I loved your perspective. I've felt the same way - for years no one understood why I didn't LOOOVE that book. I too prefer Steven Covey or even James Allen's As a Man Thinketh. These 48 laws are so deceitful that I don't understand how one can go to bed peacefully at night.

Nemesis said...

Hmm...I own The 48 Laws of Power and have read half of it. I never thought of it as a tool of oppression. Thanks for giving me another perspective through which to view it. -- T.

Anonymous said...

What an interesting perspective--thank you for your thoughts. I also think many of the laws are cut-throat; however, they offer the less cut-throat among us lessons in what power-hungry people will resort to to get what they want. I find it especially interesting to note how celebrities regularly apply these principles to direct their image/career.

colored one said...

I've enjoyed reading your view on the 48 laws book. I myself have not read it yet. I was unsure whether or not to waste my money on it or check it out the library. I think I just might be going to the library instead. love your blog

Black Artemis said...

Kiastar, thank you for the James Allen recommendation. I had never heard of it unitl you mentioned it. I'll check it out.

Black Artemis said...

Nemesis/T, as you continue to read the book with this perspective in mind, I hope you'll share your final assessment of it. I'm thinking of organizing some kind of project where we as a communithy can not only cull our history for examples of how these "laws" have been used to dominate and destroy, but also to create some of our own laws or principles to counter them. After all, if this is how oppression functions, then by what principles or laws should we live by in order to not be defeated by it?

Black Artemis said...

Colored One, I'm glad you enjoy reading my blog and hope you'll continue share your views on what I've written. I would say that, yes, people should read this book with this perspective in mind, but, no, do not line this man's pockets, LOL! Borrow it from the library. When I was in college, I had to read "Leviathan" by Thomas Hobbes and "The Prince" by Niccolo Miachiavelli, and this is just a modern-day rehash of the same oppressive philosophy. This is the kind of thinking that leads to facsism, nihilism, despotism. . . just pick your "ism!" One of the assumptions driving all these "laws" is Darwinism. No way can you believe that we are all created equal and live like this. And we all know the role that Darwinist thinking played in the oppression of Black people. This is why it breaks my heart that so many Black men are subscribing to it without a second, critical thought.

Black Artemis said...

Anonymous, if you think celebrities are bad in their quest to live according to these laws, imagine the heads of states!

benjamin said...

I completely understand how one could be ethically turned off by this book. It should be noted that the book isn't an ethical treatise but is rather a book about what WORKS in terms of acquiring power. To completely follow the 48 laws is truly to be a bastard. It is, however, undoubtedly the mindset that many successful people have used to get where they are and I definitely feel that it is helpful as a means of protecting one's self. Knowing the mindset of the enemy is extremely helpful when arming against him.
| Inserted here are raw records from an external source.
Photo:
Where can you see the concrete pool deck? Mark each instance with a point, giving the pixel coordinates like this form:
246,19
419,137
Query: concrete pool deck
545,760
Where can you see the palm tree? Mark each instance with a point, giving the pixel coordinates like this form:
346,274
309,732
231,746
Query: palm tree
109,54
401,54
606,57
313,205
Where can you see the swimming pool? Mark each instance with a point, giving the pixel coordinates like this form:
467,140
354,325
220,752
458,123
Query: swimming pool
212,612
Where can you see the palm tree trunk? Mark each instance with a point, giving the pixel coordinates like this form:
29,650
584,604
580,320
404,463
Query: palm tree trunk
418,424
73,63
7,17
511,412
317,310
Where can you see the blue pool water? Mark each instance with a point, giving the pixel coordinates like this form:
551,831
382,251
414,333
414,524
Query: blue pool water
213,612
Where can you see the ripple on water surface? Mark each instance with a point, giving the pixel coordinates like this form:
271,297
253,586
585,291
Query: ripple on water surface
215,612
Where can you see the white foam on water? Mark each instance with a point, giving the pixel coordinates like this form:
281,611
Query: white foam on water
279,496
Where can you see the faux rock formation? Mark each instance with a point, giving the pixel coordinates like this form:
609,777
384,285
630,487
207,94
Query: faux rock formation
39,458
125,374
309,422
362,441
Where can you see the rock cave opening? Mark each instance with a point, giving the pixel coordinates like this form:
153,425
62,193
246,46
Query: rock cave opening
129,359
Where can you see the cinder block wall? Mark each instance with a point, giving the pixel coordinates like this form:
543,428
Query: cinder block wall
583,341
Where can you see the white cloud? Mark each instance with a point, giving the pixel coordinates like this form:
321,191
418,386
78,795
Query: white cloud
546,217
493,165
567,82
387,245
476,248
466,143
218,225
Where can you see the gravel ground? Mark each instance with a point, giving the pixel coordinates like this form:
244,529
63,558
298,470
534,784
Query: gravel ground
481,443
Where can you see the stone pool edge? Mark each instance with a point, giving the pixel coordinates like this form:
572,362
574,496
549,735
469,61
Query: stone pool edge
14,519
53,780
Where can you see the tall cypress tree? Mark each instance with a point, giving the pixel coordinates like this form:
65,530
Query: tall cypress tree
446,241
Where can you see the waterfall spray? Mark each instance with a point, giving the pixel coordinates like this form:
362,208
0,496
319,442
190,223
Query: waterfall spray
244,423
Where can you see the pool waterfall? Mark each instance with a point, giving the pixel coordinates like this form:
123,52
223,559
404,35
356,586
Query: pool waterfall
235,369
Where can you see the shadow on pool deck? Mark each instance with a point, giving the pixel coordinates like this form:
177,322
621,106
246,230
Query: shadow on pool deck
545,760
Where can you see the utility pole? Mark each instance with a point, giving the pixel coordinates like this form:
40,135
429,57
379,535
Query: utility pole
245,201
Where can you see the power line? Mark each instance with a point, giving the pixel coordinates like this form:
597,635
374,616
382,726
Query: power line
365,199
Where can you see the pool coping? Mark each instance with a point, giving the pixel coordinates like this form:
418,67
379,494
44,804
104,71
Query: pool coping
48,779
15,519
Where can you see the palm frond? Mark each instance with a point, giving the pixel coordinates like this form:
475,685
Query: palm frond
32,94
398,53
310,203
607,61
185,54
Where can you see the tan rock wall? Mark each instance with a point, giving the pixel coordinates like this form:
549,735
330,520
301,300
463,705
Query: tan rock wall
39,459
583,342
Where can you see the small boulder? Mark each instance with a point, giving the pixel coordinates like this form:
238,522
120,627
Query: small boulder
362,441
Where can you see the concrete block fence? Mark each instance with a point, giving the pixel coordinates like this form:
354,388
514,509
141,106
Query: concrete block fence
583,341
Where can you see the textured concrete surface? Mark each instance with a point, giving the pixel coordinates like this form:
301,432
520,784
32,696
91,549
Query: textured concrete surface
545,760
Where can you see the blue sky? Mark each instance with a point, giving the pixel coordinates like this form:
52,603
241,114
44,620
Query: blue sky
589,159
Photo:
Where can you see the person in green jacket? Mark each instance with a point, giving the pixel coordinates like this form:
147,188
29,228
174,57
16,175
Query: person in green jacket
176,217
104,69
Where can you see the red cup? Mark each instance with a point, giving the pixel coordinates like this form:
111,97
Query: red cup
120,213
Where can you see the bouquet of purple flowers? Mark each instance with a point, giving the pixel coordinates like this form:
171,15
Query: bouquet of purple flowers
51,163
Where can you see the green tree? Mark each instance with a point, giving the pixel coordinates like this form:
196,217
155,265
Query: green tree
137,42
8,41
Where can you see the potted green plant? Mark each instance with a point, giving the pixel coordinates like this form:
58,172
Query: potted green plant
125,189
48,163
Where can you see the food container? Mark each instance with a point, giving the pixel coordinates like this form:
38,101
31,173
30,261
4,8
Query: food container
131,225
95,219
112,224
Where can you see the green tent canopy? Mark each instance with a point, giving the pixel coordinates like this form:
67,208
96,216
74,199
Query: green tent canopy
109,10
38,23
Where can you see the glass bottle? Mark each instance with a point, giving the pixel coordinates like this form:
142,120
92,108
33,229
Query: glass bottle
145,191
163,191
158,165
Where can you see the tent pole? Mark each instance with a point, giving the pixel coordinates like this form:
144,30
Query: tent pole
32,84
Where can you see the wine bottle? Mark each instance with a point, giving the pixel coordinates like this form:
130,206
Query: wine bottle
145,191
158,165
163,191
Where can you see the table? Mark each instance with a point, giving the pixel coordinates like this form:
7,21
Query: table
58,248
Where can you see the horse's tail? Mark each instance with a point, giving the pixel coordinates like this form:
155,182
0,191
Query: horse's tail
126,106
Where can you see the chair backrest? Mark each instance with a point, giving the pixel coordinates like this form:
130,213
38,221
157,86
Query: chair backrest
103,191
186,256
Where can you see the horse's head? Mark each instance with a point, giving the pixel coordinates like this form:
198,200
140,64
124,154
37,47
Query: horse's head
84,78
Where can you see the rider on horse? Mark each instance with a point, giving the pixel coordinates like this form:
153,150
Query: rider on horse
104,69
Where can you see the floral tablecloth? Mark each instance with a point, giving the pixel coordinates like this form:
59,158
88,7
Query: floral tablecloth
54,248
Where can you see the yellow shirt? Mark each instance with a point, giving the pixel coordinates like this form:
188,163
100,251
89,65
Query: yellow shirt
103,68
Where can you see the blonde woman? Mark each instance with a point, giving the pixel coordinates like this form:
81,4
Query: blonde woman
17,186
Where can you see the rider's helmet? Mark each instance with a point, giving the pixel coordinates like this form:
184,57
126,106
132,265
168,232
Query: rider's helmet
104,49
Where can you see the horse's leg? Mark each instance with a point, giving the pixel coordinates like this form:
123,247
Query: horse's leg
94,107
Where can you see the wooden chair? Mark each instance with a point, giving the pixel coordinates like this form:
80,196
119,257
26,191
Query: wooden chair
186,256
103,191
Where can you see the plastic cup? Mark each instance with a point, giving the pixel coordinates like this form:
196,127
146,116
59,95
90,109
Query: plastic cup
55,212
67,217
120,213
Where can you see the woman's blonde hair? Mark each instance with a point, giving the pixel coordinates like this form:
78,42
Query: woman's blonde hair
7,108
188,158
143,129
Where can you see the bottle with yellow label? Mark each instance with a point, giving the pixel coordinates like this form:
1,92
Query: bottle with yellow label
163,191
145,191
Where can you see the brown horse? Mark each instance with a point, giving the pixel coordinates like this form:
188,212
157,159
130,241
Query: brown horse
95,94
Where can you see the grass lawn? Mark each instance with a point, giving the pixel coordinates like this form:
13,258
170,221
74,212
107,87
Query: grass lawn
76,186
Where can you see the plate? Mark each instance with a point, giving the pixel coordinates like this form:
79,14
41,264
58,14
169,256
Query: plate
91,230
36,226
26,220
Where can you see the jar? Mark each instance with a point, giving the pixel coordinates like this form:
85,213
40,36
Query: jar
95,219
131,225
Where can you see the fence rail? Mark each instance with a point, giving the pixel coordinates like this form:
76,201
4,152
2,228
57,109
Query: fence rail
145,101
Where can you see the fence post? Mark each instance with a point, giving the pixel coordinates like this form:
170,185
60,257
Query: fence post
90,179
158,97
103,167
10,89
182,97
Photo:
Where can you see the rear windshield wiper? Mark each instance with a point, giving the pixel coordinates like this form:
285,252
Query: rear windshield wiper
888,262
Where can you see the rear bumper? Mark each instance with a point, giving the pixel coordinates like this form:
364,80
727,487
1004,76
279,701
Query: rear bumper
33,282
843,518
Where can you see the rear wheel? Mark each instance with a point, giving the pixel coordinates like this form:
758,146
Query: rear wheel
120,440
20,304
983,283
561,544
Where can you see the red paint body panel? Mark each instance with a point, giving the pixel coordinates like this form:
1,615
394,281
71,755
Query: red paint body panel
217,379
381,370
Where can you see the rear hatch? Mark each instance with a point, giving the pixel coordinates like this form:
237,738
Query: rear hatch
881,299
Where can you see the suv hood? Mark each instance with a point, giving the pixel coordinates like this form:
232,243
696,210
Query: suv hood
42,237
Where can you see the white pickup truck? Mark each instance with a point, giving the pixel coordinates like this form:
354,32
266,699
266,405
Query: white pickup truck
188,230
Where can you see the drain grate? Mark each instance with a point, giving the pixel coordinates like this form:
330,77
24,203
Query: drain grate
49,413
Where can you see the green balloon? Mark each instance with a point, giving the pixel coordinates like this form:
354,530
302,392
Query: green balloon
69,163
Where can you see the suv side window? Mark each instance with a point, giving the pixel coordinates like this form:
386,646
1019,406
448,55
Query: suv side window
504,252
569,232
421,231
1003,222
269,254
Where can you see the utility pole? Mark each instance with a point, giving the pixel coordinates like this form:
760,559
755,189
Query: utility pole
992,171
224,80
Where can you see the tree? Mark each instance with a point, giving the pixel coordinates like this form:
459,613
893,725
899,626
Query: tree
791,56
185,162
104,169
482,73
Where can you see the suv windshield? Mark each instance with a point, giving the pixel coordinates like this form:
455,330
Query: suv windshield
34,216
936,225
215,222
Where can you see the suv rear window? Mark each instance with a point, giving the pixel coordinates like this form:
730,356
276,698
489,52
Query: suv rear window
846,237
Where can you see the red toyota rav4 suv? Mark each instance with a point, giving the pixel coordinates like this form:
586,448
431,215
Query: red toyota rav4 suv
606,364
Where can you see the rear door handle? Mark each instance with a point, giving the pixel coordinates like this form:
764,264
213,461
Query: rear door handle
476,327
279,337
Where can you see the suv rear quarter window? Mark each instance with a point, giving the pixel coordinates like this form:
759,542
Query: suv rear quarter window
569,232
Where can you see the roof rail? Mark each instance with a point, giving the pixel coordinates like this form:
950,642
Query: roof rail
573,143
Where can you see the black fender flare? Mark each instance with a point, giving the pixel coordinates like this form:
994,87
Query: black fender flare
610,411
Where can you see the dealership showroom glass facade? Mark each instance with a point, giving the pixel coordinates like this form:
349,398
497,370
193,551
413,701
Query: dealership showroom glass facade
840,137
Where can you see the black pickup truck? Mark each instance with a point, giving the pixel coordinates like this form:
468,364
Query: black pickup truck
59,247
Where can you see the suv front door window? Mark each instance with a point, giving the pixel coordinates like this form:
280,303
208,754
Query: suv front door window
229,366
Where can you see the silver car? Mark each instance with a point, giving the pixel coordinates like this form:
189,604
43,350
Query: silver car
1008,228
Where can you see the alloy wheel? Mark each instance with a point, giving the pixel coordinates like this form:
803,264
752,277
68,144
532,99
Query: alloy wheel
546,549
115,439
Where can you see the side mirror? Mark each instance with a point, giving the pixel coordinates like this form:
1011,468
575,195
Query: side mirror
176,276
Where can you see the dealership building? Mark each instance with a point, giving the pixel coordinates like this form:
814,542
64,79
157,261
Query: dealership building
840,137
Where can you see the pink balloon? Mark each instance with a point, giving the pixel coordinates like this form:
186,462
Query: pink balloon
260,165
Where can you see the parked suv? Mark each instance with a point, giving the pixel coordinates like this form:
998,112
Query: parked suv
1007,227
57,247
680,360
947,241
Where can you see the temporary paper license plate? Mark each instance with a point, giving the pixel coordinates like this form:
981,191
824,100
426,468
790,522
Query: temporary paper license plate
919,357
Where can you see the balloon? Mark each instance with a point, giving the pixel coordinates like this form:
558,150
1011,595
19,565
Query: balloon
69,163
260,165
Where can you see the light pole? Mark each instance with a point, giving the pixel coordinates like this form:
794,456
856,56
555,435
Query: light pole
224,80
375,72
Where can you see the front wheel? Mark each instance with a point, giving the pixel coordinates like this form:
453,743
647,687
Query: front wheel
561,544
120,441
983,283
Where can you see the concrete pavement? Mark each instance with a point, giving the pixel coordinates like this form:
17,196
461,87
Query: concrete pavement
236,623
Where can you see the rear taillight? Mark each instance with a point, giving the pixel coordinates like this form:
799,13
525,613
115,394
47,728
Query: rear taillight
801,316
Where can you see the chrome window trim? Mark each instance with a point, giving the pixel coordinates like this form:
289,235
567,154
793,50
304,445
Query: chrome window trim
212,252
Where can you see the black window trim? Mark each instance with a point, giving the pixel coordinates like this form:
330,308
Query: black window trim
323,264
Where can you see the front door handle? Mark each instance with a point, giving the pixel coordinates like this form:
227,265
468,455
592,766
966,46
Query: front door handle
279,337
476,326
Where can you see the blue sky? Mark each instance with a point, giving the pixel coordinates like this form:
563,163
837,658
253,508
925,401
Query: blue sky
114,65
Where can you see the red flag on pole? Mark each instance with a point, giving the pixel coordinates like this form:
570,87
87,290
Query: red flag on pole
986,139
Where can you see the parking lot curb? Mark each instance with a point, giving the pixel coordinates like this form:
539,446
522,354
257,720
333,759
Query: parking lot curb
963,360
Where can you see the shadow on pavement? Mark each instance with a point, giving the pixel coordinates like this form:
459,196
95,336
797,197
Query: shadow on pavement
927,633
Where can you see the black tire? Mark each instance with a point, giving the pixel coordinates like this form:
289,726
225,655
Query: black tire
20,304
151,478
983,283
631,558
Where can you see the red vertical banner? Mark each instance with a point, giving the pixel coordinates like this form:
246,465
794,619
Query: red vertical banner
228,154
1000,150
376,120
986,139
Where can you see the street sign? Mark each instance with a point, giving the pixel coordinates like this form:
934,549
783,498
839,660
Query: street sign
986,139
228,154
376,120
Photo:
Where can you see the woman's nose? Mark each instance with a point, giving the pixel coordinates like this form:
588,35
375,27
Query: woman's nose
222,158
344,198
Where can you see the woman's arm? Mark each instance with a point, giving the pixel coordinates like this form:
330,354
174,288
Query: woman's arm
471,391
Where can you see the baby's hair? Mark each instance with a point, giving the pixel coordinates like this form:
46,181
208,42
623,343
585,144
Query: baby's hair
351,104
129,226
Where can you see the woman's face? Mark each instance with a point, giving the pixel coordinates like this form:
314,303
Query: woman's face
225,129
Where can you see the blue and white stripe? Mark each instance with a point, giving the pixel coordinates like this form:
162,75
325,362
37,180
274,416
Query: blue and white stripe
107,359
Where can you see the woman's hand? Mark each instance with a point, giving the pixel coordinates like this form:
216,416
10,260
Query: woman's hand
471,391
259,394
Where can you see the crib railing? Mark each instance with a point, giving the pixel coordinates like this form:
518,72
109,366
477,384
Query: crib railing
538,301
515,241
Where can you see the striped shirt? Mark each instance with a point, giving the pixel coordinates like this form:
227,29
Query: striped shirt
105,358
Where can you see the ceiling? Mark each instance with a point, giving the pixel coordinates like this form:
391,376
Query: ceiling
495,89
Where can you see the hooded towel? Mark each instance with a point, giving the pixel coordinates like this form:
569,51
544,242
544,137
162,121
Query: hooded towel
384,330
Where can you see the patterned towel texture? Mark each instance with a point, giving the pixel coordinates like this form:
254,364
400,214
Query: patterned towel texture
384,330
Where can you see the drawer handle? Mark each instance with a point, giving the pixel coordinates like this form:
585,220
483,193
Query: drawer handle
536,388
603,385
This book CAN be helpful. Just becaue Jaz-Z and Kanye choose to use it as an explicit guide to governing their business behavior doesn't mean that the book is without worth.

Black Artemis said...

Thanks for sharing your perspective, Benjamin, and I hear what you're getting at. In fact, I think we ultimately agree. In writing this blog, I wanted to challenge folks to think that there are other ways to acquire power that do not require having power OVER others. We can have power WITH them. But in order to stand a chance, we must understand exactly how the Power Over folks think.